An examples I like to come back to as everyone can relate, is a little field calling Billing Country. By default Salesforce does not have any validation in Billing Country (Although saying this there is a picklist feature in Beta see this video and documentation).
In this field you could enter anything you like for any country you could enter USA, US, United States, US&A, or if you’re really confused, Alaska, Texas or Baked Beans. Billing Country is a very important field if you deal with customers or suppliers oversees as it is the definitive field to report on to find out about customer country segregation. A simple example..
You need to report on Customers per country to see where marketing efforts needs to be pushed.
A very easy thing to do in Salesforce, lets create an Account Summary Report, group on Billing country and Sum the amount of accounts in each group, to see a total of customers per country. If we have multiple names for the same country, the reporting is going to be a mess and defeats the point of storing this information which should be readily reportable. We will have separate tables for US, USA, Alaska and United States of America, maybe even a column for Baked Beans! The total of this will have to be calculated manually.

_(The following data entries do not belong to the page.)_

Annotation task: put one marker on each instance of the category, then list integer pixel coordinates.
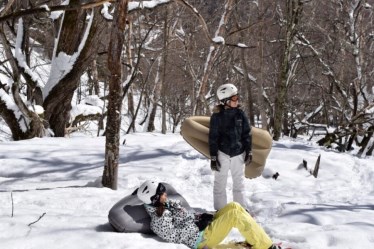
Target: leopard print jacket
(176, 225)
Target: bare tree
(110, 174)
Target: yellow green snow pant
(234, 215)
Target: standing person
(230, 145)
(173, 223)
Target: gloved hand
(248, 157)
(214, 163)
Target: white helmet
(226, 91)
(148, 190)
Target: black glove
(248, 157)
(214, 163)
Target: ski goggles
(234, 98)
(159, 191)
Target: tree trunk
(294, 8)
(57, 103)
(110, 174)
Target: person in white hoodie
(173, 223)
(230, 145)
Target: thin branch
(11, 196)
(37, 219)
(49, 9)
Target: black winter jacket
(229, 132)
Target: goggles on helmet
(160, 190)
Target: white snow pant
(236, 166)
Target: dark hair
(160, 210)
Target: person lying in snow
(173, 223)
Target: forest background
(299, 65)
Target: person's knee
(234, 205)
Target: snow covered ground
(59, 179)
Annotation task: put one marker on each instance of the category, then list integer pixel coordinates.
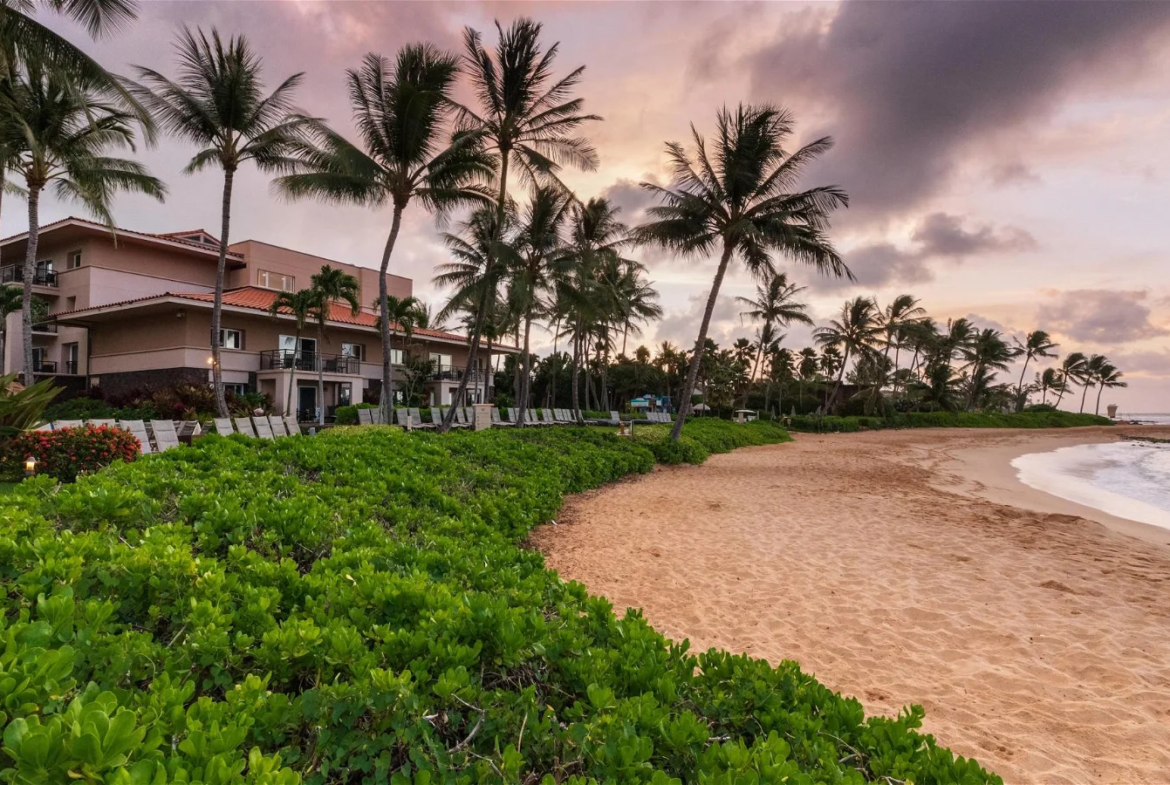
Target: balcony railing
(15, 274)
(282, 360)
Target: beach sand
(904, 567)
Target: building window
(232, 338)
(279, 281)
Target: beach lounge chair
(277, 425)
(243, 425)
(263, 429)
(165, 435)
(137, 429)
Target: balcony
(15, 274)
(282, 360)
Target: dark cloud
(912, 85)
(941, 234)
(1102, 316)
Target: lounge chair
(243, 425)
(277, 425)
(137, 429)
(165, 435)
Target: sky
(1006, 162)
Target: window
(279, 281)
(232, 338)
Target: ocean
(1127, 479)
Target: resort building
(132, 311)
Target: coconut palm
(855, 332)
(1073, 369)
(410, 152)
(1037, 343)
(527, 118)
(775, 303)
(218, 103)
(302, 305)
(736, 201)
(1106, 374)
(330, 286)
(66, 131)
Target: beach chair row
(259, 427)
(160, 436)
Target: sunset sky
(1006, 162)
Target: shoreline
(908, 566)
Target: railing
(284, 360)
(15, 274)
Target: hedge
(945, 420)
(358, 607)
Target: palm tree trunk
(477, 329)
(26, 301)
(693, 371)
(837, 387)
(218, 305)
(321, 377)
(387, 358)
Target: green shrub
(349, 414)
(66, 453)
(357, 607)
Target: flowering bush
(66, 453)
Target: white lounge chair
(165, 435)
(243, 425)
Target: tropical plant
(410, 152)
(855, 332)
(303, 307)
(218, 103)
(330, 286)
(525, 117)
(736, 201)
(1036, 344)
(66, 131)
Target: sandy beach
(907, 567)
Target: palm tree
(302, 305)
(403, 111)
(855, 334)
(1106, 374)
(537, 261)
(331, 284)
(775, 303)
(737, 201)
(66, 131)
(527, 119)
(1073, 369)
(218, 103)
(1037, 343)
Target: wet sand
(907, 567)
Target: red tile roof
(145, 235)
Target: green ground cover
(359, 606)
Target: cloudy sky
(1006, 162)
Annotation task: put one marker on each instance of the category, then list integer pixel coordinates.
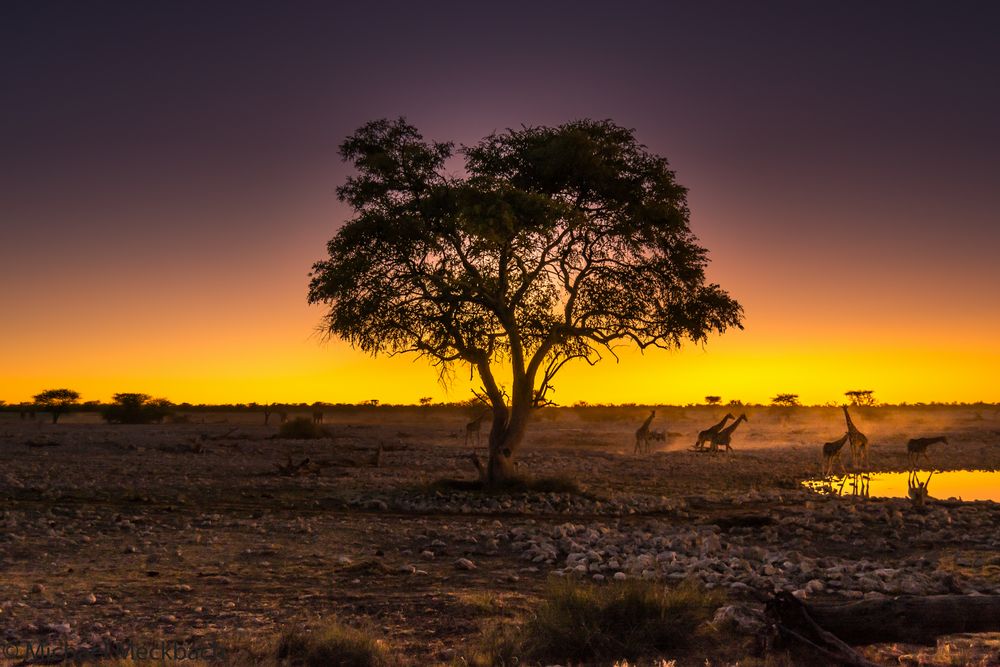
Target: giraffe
(858, 440)
(918, 446)
(724, 436)
(831, 454)
(642, 435)
(472, 428)
(917, 490)
(709, 433)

We might even have some American customers that don’t have the Billing Country filled in of which there could be 100’s!
This is just one example of bad data. Other examples could include Duplicates Records, First and Last Names reversed in the wrong columns, Too many Fields that have a similar function etc.
Solutions to Bad Data
So what exactly can be done against bad data situations like the above? Luckily we have a lot of options available to automate, validate and clean data.

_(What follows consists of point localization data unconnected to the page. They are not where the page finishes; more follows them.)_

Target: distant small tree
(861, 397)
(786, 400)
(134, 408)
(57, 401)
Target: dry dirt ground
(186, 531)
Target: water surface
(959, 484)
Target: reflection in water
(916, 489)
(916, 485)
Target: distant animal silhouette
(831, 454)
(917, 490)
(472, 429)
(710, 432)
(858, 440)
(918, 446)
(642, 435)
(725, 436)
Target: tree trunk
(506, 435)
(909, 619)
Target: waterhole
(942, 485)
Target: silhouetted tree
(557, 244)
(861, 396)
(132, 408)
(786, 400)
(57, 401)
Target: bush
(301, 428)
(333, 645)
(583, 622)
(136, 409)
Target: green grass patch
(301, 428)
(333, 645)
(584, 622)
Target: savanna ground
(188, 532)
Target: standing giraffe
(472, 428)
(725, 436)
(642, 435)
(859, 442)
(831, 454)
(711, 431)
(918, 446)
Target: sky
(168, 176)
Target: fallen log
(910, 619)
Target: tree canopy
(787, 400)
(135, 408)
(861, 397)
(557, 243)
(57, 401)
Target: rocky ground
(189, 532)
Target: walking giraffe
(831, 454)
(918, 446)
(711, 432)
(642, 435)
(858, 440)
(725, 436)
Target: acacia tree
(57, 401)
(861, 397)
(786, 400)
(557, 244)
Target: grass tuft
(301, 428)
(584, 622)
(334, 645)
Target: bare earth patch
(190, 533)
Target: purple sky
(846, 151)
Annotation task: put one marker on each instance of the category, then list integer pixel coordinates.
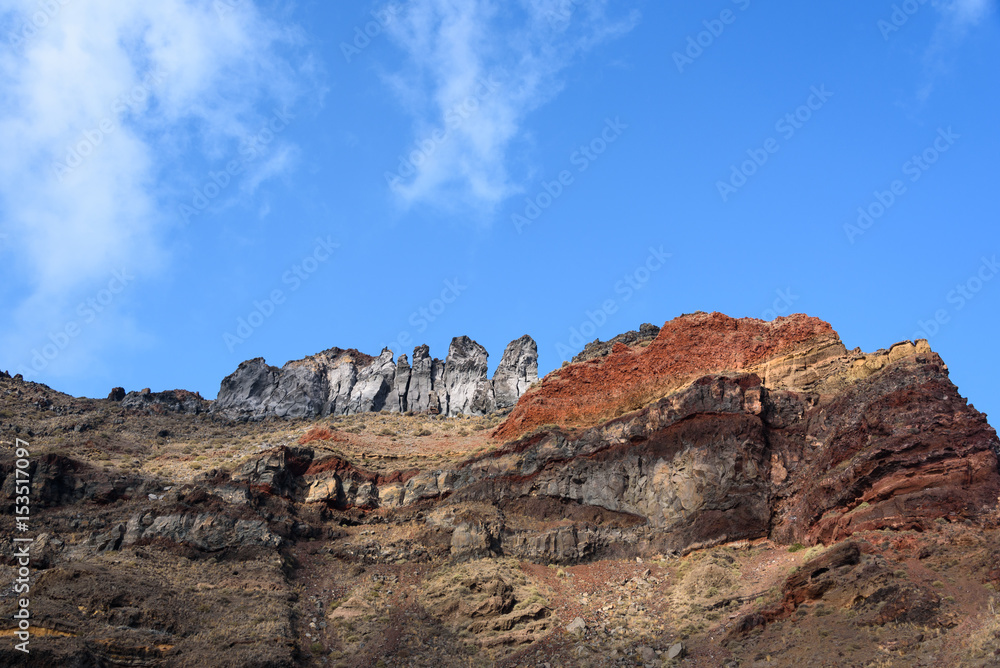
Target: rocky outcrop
(465, 384)
(686, 348)
(374, 385)
(517, 371)
(347, 382)
(171, 401)
(398, 402)
(598, 348)
(422, 395)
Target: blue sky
(185, 185)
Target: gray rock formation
(467, 389)
(345, 382)
(517, 370)
(422, 393)
(171, 401)
(398, 400)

Most people might regard Validation Rules as the simplest form and one of the best ways to validate and protect your data from going bad. The reason for this is Validation Rules are built inside Salesforce and allow you to create simple to complex rules to make sure that data that does not meet a certain criteria is not allowed to be saved. Check out my post regarding Account Validation Rules for a bit more information.
A quick trip to the AppExchange is a great way to look at different ways to validate and clean data with proven Apps. Dupecatcher is kind of an industry standard for free Dupe Catching and alerts. Cloudingo also have a tool for cleaning bad data by looking over your Salesforce database and giving you the tools to cleanse it. Finally, a favourite of mine is Addresstools, they give you an auto populating picklist which gives you a finite amount of countries to choose from when entering a Billing Country, something definitely worth trying out.

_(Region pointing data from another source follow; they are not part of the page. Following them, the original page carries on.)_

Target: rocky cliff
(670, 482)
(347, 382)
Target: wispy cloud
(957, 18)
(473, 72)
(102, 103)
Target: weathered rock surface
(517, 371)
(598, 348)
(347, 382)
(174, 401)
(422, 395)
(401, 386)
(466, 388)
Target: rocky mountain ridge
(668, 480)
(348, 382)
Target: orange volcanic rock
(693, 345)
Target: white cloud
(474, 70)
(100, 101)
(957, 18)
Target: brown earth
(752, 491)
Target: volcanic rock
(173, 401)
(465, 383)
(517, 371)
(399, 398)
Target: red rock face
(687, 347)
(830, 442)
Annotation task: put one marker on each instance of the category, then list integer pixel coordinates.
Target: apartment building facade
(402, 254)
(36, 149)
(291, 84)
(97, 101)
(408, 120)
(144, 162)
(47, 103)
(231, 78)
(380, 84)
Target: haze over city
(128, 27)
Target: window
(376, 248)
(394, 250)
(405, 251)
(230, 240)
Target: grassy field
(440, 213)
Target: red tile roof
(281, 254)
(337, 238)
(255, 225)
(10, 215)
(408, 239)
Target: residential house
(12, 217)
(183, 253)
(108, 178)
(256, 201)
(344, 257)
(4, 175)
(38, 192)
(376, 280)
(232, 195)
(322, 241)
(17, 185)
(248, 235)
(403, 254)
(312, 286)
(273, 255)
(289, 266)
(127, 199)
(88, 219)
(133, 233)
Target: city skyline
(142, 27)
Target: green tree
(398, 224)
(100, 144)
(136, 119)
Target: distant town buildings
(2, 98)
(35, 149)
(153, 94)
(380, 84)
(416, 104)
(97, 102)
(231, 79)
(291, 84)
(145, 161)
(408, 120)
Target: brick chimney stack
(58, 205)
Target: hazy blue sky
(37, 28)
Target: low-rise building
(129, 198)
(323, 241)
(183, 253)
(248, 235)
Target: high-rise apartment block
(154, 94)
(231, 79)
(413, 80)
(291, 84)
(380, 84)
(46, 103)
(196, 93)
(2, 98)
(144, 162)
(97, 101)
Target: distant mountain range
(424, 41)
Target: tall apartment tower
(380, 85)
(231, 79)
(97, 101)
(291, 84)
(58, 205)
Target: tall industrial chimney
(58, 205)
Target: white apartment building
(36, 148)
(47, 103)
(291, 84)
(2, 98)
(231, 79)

Something very simple to try out is using picklists whenever possible. If you have a FINITE amount of entries that could be put into a field e.g. Customer, Prospect, Supplier etc for Customer Type. You should use a Picklist, its no use leaving an open text field there for open interpretation and space for spelling errors. Salesforce are currently trialling State and Billing Country fields that are available now for your organisation, you can check out the documentation.
Workflow rules are slightly different way of dealing with bad data. They don’t exactly clean or prevent data from going into Salesforce, but they can help to update fields that maybe forgotten about. An example of this could be using a Workflow Rule to update the “Type” field on Account to Customer once an Opportunity = Closed Won. This isn’t foolproof but in a lot of examples can be used to great effect.